得知瞿鸿禨和岑春煊的举动后,两人眼前一亮:慈禧仇视康、梁,如果参劾瞿鸿禨和岑春煊勾结康、梁,意图扶光绪皇帝复位的话,那他们就死定了。
这年五月,奕劻和袁世凯就这样参劾了瞿鸿禨和岑春煊,慈禧果然怒不可遏,立即将瞿鸿禨和岑春煊两人开缺回籍,史称此事件为“丁未政潮”(农历丁未年)。
丁未政潮是晚清一次大的政治风波,慈禧借此整倒了一批亲近康、梁的大臣。

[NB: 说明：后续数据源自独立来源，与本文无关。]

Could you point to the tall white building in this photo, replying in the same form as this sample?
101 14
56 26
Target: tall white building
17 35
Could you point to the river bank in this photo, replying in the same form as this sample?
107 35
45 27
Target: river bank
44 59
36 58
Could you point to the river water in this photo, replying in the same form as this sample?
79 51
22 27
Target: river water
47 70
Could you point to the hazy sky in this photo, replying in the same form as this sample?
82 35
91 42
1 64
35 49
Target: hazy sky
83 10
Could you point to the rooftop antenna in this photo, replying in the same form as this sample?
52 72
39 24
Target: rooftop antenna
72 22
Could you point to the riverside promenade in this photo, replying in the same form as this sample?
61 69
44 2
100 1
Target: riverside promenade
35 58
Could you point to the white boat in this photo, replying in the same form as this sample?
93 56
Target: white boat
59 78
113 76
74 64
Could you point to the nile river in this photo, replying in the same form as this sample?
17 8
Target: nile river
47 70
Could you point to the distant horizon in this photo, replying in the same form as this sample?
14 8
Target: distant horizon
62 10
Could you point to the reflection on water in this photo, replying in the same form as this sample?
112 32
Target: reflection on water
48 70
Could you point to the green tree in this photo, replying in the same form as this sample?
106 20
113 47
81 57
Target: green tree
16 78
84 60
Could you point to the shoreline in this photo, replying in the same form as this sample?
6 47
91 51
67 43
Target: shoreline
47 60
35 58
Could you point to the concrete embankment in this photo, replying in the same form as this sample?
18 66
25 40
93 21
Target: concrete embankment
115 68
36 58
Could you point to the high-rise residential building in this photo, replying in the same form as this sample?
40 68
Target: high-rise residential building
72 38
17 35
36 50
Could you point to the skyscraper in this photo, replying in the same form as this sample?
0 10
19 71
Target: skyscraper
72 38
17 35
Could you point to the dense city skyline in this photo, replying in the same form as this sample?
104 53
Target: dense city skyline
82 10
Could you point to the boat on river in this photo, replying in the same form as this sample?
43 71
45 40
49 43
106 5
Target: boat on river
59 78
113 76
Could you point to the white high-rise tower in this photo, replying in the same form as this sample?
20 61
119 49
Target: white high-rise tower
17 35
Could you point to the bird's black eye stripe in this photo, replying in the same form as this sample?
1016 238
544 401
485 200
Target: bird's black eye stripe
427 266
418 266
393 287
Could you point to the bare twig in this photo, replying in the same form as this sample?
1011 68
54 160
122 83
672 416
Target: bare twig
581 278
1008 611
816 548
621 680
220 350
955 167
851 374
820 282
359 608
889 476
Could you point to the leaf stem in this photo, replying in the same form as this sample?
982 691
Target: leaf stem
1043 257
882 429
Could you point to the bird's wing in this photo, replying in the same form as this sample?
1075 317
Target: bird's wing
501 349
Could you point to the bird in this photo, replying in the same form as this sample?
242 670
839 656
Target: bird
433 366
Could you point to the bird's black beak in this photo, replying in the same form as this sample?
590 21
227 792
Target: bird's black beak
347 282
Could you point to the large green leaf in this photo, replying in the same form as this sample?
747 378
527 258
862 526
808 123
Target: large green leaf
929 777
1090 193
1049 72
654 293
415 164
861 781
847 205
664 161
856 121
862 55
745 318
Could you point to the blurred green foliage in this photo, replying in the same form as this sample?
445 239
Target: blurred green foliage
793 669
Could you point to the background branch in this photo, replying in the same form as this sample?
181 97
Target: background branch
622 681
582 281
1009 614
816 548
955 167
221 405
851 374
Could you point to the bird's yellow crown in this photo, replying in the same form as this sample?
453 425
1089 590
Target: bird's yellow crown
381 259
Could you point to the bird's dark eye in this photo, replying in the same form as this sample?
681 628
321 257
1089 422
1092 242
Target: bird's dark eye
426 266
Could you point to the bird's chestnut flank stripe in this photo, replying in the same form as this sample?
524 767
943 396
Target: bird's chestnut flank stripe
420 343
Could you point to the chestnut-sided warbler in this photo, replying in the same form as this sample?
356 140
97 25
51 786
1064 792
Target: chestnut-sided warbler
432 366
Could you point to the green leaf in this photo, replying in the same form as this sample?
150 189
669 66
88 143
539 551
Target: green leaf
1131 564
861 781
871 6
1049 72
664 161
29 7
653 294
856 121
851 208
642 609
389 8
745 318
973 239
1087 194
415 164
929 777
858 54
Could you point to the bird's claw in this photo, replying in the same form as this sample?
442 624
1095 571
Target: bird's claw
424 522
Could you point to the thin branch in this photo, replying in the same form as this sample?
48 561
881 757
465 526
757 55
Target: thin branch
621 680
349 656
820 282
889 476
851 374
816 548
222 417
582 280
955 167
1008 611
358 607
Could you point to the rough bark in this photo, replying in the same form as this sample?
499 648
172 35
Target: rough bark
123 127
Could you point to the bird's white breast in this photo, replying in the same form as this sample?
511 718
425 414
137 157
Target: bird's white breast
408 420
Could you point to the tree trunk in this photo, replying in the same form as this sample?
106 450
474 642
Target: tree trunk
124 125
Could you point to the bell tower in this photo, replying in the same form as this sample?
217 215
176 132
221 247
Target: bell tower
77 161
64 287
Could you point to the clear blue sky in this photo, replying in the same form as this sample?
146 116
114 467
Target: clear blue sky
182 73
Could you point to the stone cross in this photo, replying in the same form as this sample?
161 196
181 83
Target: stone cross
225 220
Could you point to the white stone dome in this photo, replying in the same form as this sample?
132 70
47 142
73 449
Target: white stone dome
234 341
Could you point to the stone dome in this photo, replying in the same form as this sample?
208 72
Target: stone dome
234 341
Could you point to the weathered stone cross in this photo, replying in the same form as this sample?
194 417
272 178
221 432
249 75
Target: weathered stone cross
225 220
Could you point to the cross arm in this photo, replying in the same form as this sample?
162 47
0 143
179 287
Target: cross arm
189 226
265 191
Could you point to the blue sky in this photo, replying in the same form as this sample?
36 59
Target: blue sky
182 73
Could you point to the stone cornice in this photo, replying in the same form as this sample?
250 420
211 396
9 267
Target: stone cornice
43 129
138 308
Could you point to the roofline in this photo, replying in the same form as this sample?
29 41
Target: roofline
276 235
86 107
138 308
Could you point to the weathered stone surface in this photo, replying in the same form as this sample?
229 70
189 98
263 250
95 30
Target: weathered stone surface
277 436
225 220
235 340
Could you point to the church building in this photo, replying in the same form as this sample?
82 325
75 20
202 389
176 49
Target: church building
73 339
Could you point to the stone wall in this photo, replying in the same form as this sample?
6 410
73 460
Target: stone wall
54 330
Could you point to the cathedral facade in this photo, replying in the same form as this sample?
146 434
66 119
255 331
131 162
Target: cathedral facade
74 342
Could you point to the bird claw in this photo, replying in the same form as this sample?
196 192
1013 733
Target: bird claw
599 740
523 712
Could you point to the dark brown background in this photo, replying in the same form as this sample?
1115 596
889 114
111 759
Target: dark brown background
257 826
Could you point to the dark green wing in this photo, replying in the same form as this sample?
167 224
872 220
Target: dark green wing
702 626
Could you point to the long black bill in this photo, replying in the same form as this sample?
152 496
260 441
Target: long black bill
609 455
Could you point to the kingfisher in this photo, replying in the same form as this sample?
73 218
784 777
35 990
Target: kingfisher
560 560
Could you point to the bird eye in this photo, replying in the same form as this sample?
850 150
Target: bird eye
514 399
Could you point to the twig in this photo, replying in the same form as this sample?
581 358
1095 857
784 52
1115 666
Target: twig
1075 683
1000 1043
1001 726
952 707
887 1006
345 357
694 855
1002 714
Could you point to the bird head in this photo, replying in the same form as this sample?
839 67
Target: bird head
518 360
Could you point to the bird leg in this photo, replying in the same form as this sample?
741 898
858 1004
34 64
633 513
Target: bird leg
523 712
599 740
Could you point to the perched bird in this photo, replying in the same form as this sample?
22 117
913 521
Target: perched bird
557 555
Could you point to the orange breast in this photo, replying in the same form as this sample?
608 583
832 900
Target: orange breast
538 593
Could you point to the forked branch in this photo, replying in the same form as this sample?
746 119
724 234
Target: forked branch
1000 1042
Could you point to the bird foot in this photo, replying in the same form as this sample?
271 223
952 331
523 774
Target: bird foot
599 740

借助丁未政潮后出现的权力空缺,她又大力扶植皇族亲贵,从而进一步加深了满汉之间的矛盾。
终入军机
袁世凯以为慈禧开缺了瞿鸿禨,会把协办大学士的头衔安在他头上,或者让他入参军机,可在瞿鸿禨被开缺的第三天,也就是光绪三十三年(1907年)五月十一日,慈禧却把协办大学士(从一品)的头衔安在了张之洞的头上。
慈禧此举很明显:让张之洞补瞿鸿禨的空缺,包括那个令无数大臣仰慕的军机大臣。
袁世凯当即傻眼了,但他不得不服。论资历、名望和学识,张之洞在朝野首屈一指,他早该授大学士位了,他只是一直远离朝廷,两辞军机,没有合适的机会授予罢了。袁世凯不学无术,胸无点墨,他怎么好意思和张之洞去抢协办大学士位?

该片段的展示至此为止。